11. Taxi Driver (1976): Today, violent, moralistic social outcast Travis Bickle (Robert DeNiro) might find companionship in the online anti-government movement. But, in ‘70s New York, he’s left to his own devices, taking classy ladies on dates to porno theaters, playing Captain Save-a-Hoe for underage hookers, and ranting to himself. The film takes on urban alienation and the strange dynamics of heroism. But it’s mostly about the sinister atmosphere developing in the city during the endless bummer of the mid ‘70s.

12. Ghostbusters (1984): Bustin’ still makes us feel good. Ghostbusters opened to record box office numbers and continues to endure as a comedy classic, despite its eccentric premise and gleefully convoluted plot.
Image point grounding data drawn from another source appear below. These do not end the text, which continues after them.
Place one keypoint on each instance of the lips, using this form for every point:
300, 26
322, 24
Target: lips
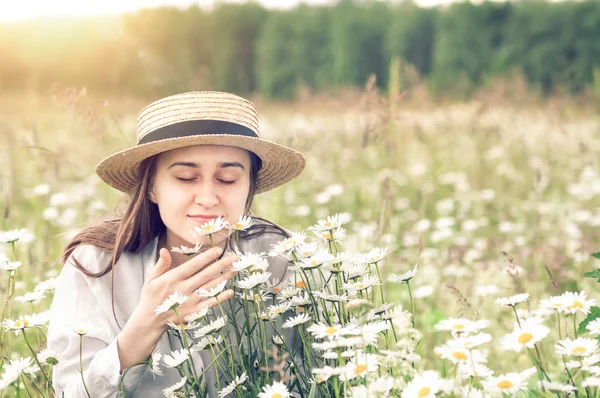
202, 218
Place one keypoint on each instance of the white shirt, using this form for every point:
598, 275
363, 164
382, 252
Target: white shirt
83, 302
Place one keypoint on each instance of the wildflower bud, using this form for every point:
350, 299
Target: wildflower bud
359, 307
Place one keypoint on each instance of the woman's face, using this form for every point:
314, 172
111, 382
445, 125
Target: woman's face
191, 185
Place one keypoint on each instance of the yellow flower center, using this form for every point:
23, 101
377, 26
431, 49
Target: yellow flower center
330, 330
22, 323
525, 337
576, 304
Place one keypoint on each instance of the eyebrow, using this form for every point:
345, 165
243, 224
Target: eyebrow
195, 165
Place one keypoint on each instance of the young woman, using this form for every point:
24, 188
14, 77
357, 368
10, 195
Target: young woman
198, 157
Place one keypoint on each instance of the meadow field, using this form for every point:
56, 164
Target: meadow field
490, 199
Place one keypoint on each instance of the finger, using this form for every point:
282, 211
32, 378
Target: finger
214, 282
197, 263
162, 265
211, 302
211, 272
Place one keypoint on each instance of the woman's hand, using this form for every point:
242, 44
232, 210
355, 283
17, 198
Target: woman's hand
144, 328
201, 271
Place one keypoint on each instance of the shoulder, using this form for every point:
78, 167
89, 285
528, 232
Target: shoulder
93, 259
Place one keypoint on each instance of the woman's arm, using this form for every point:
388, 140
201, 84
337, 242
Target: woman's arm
75, 307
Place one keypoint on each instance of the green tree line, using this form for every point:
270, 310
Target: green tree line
246, 48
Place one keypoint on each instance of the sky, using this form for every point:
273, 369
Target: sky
21, 10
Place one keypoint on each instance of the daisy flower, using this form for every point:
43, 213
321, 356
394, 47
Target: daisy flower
205, 294
46, 286
296, 320
183, 326
320, 330
196, 316
527, 335
360, 365
474, 369
275, 390
405, 277
554, 386
377, 254
171, 302
461, 325
12, 235
322, 257
176, 358
188, 251
253, 280
425, 385
212, 327
207, 342
337, 235
243, 223
334, 298
580, 347
251, 262
367, 282
169, 392
513, 300
455, 351
577, 302
24, 322
508, 383
30, 297
554, 303
239, 380
211, 227
332, 222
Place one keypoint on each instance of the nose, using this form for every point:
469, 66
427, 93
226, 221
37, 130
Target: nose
206, 195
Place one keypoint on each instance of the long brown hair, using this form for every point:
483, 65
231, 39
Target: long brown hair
139, 224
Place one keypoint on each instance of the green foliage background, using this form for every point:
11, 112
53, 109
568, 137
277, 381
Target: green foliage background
246, 48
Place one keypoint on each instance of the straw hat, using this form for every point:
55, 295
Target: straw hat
200, 118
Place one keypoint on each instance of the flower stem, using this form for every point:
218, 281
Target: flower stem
36, 359
81, 364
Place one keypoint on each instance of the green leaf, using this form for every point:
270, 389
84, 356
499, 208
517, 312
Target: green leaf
313, 391
594, 314
593, 274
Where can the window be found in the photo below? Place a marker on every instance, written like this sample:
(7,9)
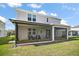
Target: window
(34,17)
(47,19)
(29,17)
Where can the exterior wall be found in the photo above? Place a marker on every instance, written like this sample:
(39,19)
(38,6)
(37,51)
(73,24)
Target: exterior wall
(21,15)
(53,31)
(2,29)
(23,31)
(74,32)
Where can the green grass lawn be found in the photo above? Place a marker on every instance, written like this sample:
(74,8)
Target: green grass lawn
(68,48)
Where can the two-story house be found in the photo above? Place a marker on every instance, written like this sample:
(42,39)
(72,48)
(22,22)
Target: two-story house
(34,26)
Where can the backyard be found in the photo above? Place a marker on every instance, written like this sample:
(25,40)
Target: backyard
(66,48)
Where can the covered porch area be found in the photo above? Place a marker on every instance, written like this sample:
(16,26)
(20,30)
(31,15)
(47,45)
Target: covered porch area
(31,32)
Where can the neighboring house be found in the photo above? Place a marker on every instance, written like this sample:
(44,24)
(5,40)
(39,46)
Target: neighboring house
(31,26)
(2,29)
(74,31)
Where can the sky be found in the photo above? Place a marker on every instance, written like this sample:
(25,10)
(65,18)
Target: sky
(68,12)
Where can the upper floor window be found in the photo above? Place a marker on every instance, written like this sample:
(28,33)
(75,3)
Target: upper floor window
(34,17)
(47,19)
(29,17)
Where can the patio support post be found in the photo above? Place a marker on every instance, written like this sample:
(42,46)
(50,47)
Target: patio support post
(16,30)
(52,33)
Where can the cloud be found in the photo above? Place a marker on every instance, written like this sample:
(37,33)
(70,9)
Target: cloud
(42,12)
(35,5)
(54,14)
(34,10)
(3,19)
(2,5)
(14,3)
(11,3)
(64,22)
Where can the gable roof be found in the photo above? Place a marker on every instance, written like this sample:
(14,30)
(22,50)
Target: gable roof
(17,9)
(77,26)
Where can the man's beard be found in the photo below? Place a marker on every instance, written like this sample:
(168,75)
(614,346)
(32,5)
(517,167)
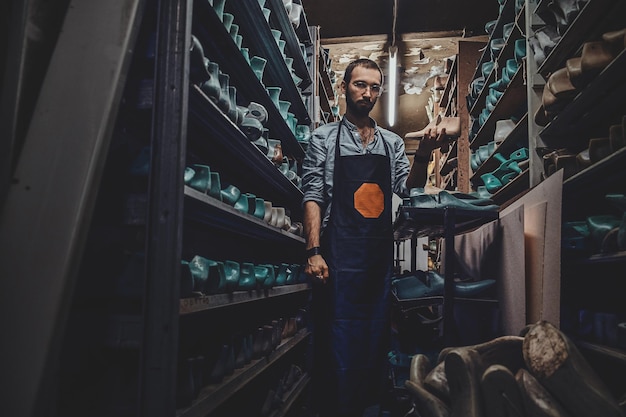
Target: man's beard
(358,109)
While obviously absurdist, the movie reflects co-writer and star Dan Aykroyd’s very real, very weird fascination with all things paranormal. (Insider tip: With its mix of childhood nostalgia value and constant sexual innuendo, Ghostbusters is the greatest stay-at-home date flick of all time.)

13. Wall Street (1987): The message of Oliver Stone’s Wall Street is: “in the ’80s, mega-capitalism and banking industry greed were out of control.” But what many people seem to have taken from it is, “Gordon Gekko (Michael Douglas’s proudly corrupt banker) is awesome.” I guess dark comedy is open to interpretation. Gekko is certainly the most troublesome sort of badass, and it’s nice to be reminded that risky, flagrant immaturity is nothing new in the financial sector.

14. The Usual Suspects (1995): The devil is not a man with horns and a tail. In fact, as this psychological thriller illustrates, sometimes the personification of pure, ice-cold human evil appears as harmless as Kevin Spacey. The tale of an ill-fated criminal gang is told in flashbacks from Roger “Verbal” Klint (Spacey)’s police interrogation. Despite hinging on a surprise plot twist, the movie holds up to repeated viewings as a study of a sociopath.

15. American Psycho (2000): More than a decade after Wall Street, Hollywood still sought out humanity’s worst in New York’s financial corridor. Based on the feminist-denounced Bret Easton Ellis novel, Psycho features an avid Phil Collins fan and classic banker douchebag who develops a messy murder habit. Or at least it seems that way, until even the character’s morbid second life begins to unravel. Particularly famous for the darkly hilarious business card scene.